Il conflitto generazionale è l’unica chiave di lettura degli eventi: almeno dalla prospettiva di Seymour, che mostra ben poco interesse per le ragioni e i torti della protesta anti-Vietnam cui Merry aderisce, e legge l’attentato come l’interruzione di una catena virtuosa, «la perdita della figlia, la quarta generazione americana… La figlia che lo sbalza dalla tanto desiderata pastorale americana e lo proietta in tutto ciò che è la sua antitesi e il suo nemico, nel furore, nella violenza e nella disperazione della contro pastorale: nell’innata rabbia cieca dell’America.»

Ora, però, c’è un punto che spesso, e proprio per l’intensità, la forza e la classicità della saga dei Levov, tende a sfuggire, quando si parla di Pastorale americana: anche in questo caso, il romanzo ha un narratore interno, e non uno qualsiasi, bensì quello stesso Nathan Zuckerman che Roth aveva messo al centro di alcuni tra i suoi libri più feroci e sulfurei, come Zuckerman scatenato e La lezione di anatomia. Compagno di scuola di Jerry Levov, il fratello minore di Seymour, Nathan è vissuto nel mito dello Svedese, ma è anche terrorizzato dalla sua perfezione, dall’apparente assenza, nell’eroe, di quella «macchia umana» (per citare il titolo del successivo romanzo di Roth) senza la quale non si dà progressione narrativa, tanto meno tragedia.

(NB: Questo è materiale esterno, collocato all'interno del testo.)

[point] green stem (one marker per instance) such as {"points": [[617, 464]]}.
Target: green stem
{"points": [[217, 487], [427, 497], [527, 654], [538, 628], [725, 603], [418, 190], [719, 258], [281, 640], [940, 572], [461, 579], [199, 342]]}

Per arrivare a raccontare «la tragedia dell’uomo impreparato alla tragedia: cioè la tragedia di tutti», Zuckerman è allora costretto a elaborare le poche informazioni raccolte sul conto dello Svedese e trasformarle in una «cronaca realistica», rinunciando a qualunque slancio metanarrativo. La soggettività dello Svedese, inventata e creata a partire dall’illeggibilità della sua perfezione, si apre al caos della storia, subisce la rivolta generazionale, vede la sua pastorale trasformarsi in contro pastorale.

QUELLA DI ROTH si configura dunque come una scelta deliberata: a partire da Pastorale (e proseguendo con La macchia umana e Ho sposato un comunista) si compie un’opera di sistematica ricodificazione dei temi già affrontati nelle opere precedenti, nella quale all’esplorazione diretta della scena contemporanea si sovrappone la rievocazione nostalgica di un tempo e di un sistema di valori e sogni ormai irrecuperabili. Di questa ricodificazione, che ha peraltro sancito in via definitiva l’ingresso di Roth nell’Olimpo dei classici, è testimonianza una serie di romanzi strutturalmente perfetti e sorprendentemente armoniosi, spesso imperniati su una qualche forma di conflitto generazionale e lontani dalla frenesia e dalla furibonda inventiva delle opere precedenti: serie che trova nelle due ultime opere, Indignazione e Nemesi, e nel silenzio che le ha seguite fino alla morte dell’autore, il proprio naturale compimento.